In this guide, we will explore all major forms of magnesium, their differences, bioavailability, benefits, drawbacks, and the most suitable application depending on the goal.
1. Magnesium Citrate
The most popular form on the market due to its good absorption and quick effect on muscles and the nervous system. It is bound to citric acid, which gives it a mild laxative effect.
Advantages:
- Very good bioavailability
- Quickly relieves cramps
- Improves sleep
- Helpful for constipation
Disadvantages:
- May cause loose stools at higher doses
- Not ideal for people with sensitive bowels
Suitable for: athletes, people with cramps, stress, constipation, or poor sleep.
2. Magnesium Glycinate
Known as the "magnesium for sleep and the nervous system." It is bound to the amino acid glycine, which has a natural relaxing effect.
Advantages:
- Best absorption among oral forms
- Excellent for anxiety, stress, and insomnia
- Does not irritate the stomach
- Has no laxative effect
Disadvantages:
- Higher price
Suitable for: people under stress, with PMS, insomnia, or mental tension.
3. Magnesium Malate
The energizing form, recommended for fatigue, low vitality, and muscle weakness. It is bound to malic acid, part of the cellular energy cycle.
Advantages:
- Increases energy
- Improves muscle endurance
- Extremely good bioavailability
Disadvantages:
- Can be stimulating in the evening
Suitable for: athletes, people with chronic fatigue, those doing physical work.
4. Magnesium Taurate
The best form for the cardiovascular system. Taurine supports blood pressure, heart rate, and insulin sensitivity.
Advantages:
- Regulates blood pressure
- Supports heart rate
- Improves blood sugar control
Disadvantages:
- Less common and more expensive
5. Magnesium L-Threonate
The best magnesium for brain function – concentration, memory, learning. The only one that crosses the blood-brain barrier.
Advantages:
- Improves memory
- Enhances focus
- Acts on brain plasticity
Disadvantages:
- Highest price
Comparison Table: Which Magnesium for Whom?
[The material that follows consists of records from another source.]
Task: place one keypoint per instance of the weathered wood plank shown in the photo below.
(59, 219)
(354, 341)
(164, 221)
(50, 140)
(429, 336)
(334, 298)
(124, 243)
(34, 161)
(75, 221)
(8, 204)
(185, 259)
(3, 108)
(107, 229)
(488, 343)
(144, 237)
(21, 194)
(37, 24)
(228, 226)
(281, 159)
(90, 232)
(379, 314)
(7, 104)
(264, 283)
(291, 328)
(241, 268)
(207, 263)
| Form | Most Suitable for | Absorption |
|---|---|---|
| Citrate | Cramps, constipation, sleep | High |
| Glycinate | Stress, sleep, anxiety | Very High |
| Malate | Energy, endurance | Very High |
| Taurate | Heart, blood pressure, hormones | High |
| Threonate | Memory, brain, concentration | Highest (for brain) |
Choosing the right magnesium depends entirely on your goal. There is no "best" one, only the most suitable one.